Wholly and exclusively: fines, penalties and damages; costs incurred in settling an action for breach of the law
S34 Income Tax (Trading and Other Income) Act 2005, S54 Corporation Tax Act 2009
Costs relating to a breach of the law are not allowable and the jurisdiction to which the breach relates is irrelevant
Legal expenses incurred in the normal day to day conduct of the trade are likely to be allowable. The costs of entering, amending or leaving a trading contract (unless such contract is in the class covered in the guidance at BIM35530) are allowable. The costs arising from a breach of the law are not allowable. Costs incurred to settle an action alleging breach of the law are also not allowable.
The case of Cattermole v Borax & Chemicals Ltd  31 TC 202, concerned a claim to deduct legal and other expenses incurred in connection with legal action in the United States. Under an indictment in an American court, Borax & Chemicals Ltd, its managing director, the American parent company (the American Potash and Chemical Corporation), and certain others were charged with offences against the Sherman (‘anti-trust’) Act.
The American company wished to settle the case without court proceedings. Although Borax & Chemicals Ltd and its managing director were not obliged to submit to the jurisdiction of the American court, they agreed to do so at the request of the American company in order to facilitate its negotiations. A compromise settlement was reached, involving fines on Borax & Chemicals Ltd and its managing director. Borax & Chemicals Ltd also incurred the costs of legal advice taken in the UK before deciding to submit to the jurisdiction of the American court, and the expenses of a visit to America by the managing director.
The trading profits of Borax & Chemicals Ltd were assessed to tax without the allowance of any deduction for the fines and other expenses. The company appealed to the General Commissioners, contending that the payments were wholly and exclusively for the purposes of the trade. The Commissioners allowed the appeal.
The High Court decided that the payments in America were not admissible deductions for tax purposes. The High Court allowed the legal expenses incurred in the UK.
Croom-Johnson J stated that the fact that the proceedings took place in the US was irrelevant. As the payments served the purpose of compromising legal proceedings against the company and its US parent, they were not deductible. See page 210:
`I can see no distinction in law as to whether the proceedings were proceedings to recover sums of money of this sort pursued in an American court or in an English court. I think that is one of the matters on which the Commissioners here have not really applied their minds to the right problem. The question is what in fact were these payments, and are they shown in fact to be wholly and exclusively expended for the purposes of the trade of the Company - “wholly and exclusively laid out and expended for the purposes of the trade”. I will leave out the rest of the words.

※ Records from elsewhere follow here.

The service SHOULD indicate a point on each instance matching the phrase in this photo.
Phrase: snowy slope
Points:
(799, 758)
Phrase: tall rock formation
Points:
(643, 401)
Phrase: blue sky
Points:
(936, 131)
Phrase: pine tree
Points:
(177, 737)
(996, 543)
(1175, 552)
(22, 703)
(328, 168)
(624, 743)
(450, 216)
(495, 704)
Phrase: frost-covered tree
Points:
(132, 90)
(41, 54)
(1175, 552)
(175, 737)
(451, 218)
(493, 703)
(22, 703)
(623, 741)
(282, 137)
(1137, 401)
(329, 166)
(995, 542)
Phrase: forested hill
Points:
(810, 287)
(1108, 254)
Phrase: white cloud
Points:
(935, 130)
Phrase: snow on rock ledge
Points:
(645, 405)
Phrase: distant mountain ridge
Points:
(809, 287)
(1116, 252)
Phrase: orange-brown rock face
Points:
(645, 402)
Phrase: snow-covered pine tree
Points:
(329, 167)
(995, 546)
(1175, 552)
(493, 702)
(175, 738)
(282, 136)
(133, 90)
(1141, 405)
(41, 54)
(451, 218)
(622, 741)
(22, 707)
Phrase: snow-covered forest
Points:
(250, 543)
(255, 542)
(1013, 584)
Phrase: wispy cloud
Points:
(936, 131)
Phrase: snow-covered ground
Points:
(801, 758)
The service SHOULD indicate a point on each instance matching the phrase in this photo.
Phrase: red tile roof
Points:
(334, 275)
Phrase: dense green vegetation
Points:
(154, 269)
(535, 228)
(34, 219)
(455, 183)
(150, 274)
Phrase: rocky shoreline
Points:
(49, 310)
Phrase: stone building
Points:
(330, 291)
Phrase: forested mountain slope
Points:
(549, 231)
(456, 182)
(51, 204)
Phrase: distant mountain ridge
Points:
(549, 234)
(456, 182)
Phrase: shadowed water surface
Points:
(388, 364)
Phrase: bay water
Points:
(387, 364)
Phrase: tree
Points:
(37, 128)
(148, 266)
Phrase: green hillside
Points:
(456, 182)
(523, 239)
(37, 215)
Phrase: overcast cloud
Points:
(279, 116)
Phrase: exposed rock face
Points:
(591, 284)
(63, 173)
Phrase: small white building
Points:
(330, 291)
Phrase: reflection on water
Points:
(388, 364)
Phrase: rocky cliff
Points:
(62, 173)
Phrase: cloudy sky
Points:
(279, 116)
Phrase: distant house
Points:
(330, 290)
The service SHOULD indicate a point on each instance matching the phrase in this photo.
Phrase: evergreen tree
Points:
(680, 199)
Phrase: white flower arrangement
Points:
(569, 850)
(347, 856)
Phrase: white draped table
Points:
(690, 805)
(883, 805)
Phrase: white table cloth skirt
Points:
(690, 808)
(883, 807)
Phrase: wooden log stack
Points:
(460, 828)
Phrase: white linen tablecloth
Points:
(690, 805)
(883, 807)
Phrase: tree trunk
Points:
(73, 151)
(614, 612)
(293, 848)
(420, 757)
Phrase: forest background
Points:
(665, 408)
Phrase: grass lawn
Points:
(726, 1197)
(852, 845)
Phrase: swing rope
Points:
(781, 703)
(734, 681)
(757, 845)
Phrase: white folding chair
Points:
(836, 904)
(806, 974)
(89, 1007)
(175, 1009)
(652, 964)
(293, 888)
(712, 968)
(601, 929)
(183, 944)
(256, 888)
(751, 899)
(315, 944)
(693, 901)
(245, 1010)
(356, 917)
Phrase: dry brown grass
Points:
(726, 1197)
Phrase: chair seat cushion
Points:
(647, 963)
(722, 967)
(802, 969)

Where I think the Commissioners have gone wrong is this. They have not given sufficient value to the words “wholly and exclusively”. They seem to have looked at the reason which was given for the submission to the jurisdiction in the United States and have failed to attach sufficient importance to the question, after the submission to the jurisdiction, as to what the sum of money was paid for. It was paid for a compromise of legal proceedings in the United States to which I will assume for good business reasons they had voluntarily submitted themselves. But that is not what I have to decide.’
Croom-Johnson J agreed that the legal expenses incurred in London for advice in connection with the trade were allowable. See pages 211-212:
`Then there is a little item of £28 for legal expenses in London…I am bound to say that in circumstances like the present I think it would be extremely difficult to hold that a sum of money paid by the directors in London for legal advice as to what they should do is not an expenditure connected with their trade. I do not propose to spend very long on this but it looks to me as if it were possible, on the reasoning of the Spofforth case [Spofforth & Prince v Golder  26 TC 310, see BIM37955], to allow some amount of costs incurred by the directors in London for the purpose of seeking advice as to whether they should put their heads in the lion’s mouth.’